Four months on, the global energy picture has shifted significantly; and not completely in the direction sought by Sharma and other COP negotiators. The monumental shift by western allies away from their previous Russia-reliant policies and towards new energy strategies puts their individual Net-Zero policies at risk.
The questions now are whether such a shift can happen rapidly enough to allow the world to meet its tenuous climate goals — and if the economic instability of the Ukraine war will prove to be a long-term setback, rather than an incentive towards a green transition.
As things stand, the US and the UK have both announced bans on Russian oil imports, while the EU has published a plan for more gradual independence from Russian fuels – cutting its reliance on Russian gas by two-thirds by the end of this year. Responding, Russian Deputy Prime Minister Alexander Novak warned that Western countries risk oil prices of $300-plus per barrel if they follow through on cutting off Russian supplies.
The UK Government is poised to announce its new energy supply strategy, which would make the UK more independent in its energy supply, in the ‘coming days’. The strategy will be a real watershed moment – determining whether the conflict has lent a new sense of urgency to the task of transitioning away from coal, oil and gas or, alternatively if fossil fuels are here to stay, as long as they’re not sourced from Russia. There have, for example, been calls for renewed North Sea exploration and exploitation, as well as a U-turn on fracking. Additionally, UK Prime Minister Johnson is currently lobbying United Arab Emirates and Saudi Arabia to increase oil production and attempt to secure major investment in green energy.
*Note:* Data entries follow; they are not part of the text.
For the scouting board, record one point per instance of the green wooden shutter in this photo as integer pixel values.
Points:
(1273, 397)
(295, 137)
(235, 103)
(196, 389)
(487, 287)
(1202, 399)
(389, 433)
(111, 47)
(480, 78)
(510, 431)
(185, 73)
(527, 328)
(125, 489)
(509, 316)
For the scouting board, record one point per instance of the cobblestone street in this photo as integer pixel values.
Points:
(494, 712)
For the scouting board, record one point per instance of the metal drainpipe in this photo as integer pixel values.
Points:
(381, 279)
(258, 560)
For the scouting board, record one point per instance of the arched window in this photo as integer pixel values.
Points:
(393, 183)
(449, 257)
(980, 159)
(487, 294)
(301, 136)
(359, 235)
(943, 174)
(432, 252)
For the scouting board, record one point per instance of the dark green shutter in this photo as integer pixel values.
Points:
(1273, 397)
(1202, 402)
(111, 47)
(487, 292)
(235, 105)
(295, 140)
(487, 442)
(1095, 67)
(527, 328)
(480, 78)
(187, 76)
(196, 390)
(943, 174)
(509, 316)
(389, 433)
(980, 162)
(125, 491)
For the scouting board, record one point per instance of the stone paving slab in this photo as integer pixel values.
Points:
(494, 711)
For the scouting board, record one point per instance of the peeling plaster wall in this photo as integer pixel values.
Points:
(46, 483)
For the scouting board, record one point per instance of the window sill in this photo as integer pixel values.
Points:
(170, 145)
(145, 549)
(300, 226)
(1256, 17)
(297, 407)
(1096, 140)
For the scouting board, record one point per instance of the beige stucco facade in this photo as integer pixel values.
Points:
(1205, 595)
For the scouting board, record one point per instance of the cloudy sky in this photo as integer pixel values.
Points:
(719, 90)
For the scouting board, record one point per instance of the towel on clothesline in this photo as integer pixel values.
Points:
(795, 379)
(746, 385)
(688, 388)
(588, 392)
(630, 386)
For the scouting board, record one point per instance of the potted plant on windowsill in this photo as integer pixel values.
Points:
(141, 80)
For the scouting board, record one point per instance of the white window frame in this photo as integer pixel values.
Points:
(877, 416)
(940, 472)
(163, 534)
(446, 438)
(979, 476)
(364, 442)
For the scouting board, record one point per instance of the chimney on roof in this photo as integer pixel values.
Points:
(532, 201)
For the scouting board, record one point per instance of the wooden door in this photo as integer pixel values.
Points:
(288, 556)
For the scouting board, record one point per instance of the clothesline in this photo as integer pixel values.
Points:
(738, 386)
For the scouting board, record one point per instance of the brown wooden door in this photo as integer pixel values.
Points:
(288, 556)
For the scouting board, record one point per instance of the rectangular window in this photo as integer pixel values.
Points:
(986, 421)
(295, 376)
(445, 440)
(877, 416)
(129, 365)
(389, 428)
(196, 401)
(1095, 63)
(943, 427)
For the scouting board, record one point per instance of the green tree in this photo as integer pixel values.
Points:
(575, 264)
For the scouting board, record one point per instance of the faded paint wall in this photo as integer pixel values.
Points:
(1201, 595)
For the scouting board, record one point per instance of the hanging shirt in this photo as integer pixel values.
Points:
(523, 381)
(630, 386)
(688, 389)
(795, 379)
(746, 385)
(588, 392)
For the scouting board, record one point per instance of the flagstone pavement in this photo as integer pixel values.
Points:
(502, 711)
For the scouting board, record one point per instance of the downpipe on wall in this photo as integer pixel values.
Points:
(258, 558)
Johnson has already announced that the new strategy ‘maximises [the use of] renewables’. However, figures from the Department for Business, Energy & Industrial Strategy shown that the UK’s reliance on Russian gas has doubled in the past four years. Although this only represents 4% of the UK’s total energy supply, it is still a step in the wrong direction.
At this stage, it seems reasonable to assume that the UK will increase energy production from a variety of sources, including gas and oil, but to start a new era of energy policy, the Government could look to pull the levers at its disposal that would set in motion full-scale system transformation. Each of these can help to secure the UK’s future energy security, shield consumers from the worst energy price volatility as a result of foreign influences, whilst further strengthening the UK’s low carbon credentials. Some of these have already been pulled, including the ramping up of renewable energy through schemes like annual contracts for difference, but there are real opportunities to go further.
Gas heating of homes remains one of the UK’s biggest sources of emissions, with 85% of residential buildings connected to the gas grid. Although costly, any Government decision to improve domestic energy efficiency and untangle ties to the European gas markets intrinsically linked to Russia would result in tangible benefits for both the UK and hard-pressed consumers over the longer term and help to offset the seemingly unavoidable rise in fossil fuel production. A rapid scale up of other sources that makes use of the UK’s existing renewable credentials – such as the gradually increased deployment of hydrogen – or a delay to the planned closure of several nuclear power stations would also considerably reduce the pressure on the system.
In the immediate term, there are increasing suggestions that the UK Treasury – led by Chancellor Rishi Sunak – will have to produce COVID-scale market interventions to, first, save the UK from an energy crisis and, second, markedly soften the associated ‘cost of living crisis’ for British voters.
Having stumbled out of the political crisis over Brexit into a lethally mismanaged pandemic, then into a diplomatic crisis that the Government is doing its best to avoid turning into a domestic energy crisis, onlookers are entitled to conclude the British state and its political class are mostly concerned with playing catch-up to an ever-growing threat rather than having the ability to get on with its manifesto pledges. It now faces the monumental task to win over voters whose hearts and minds have been negatively affected with the COVID-19 pandemic and Ukraine-Russia conflict.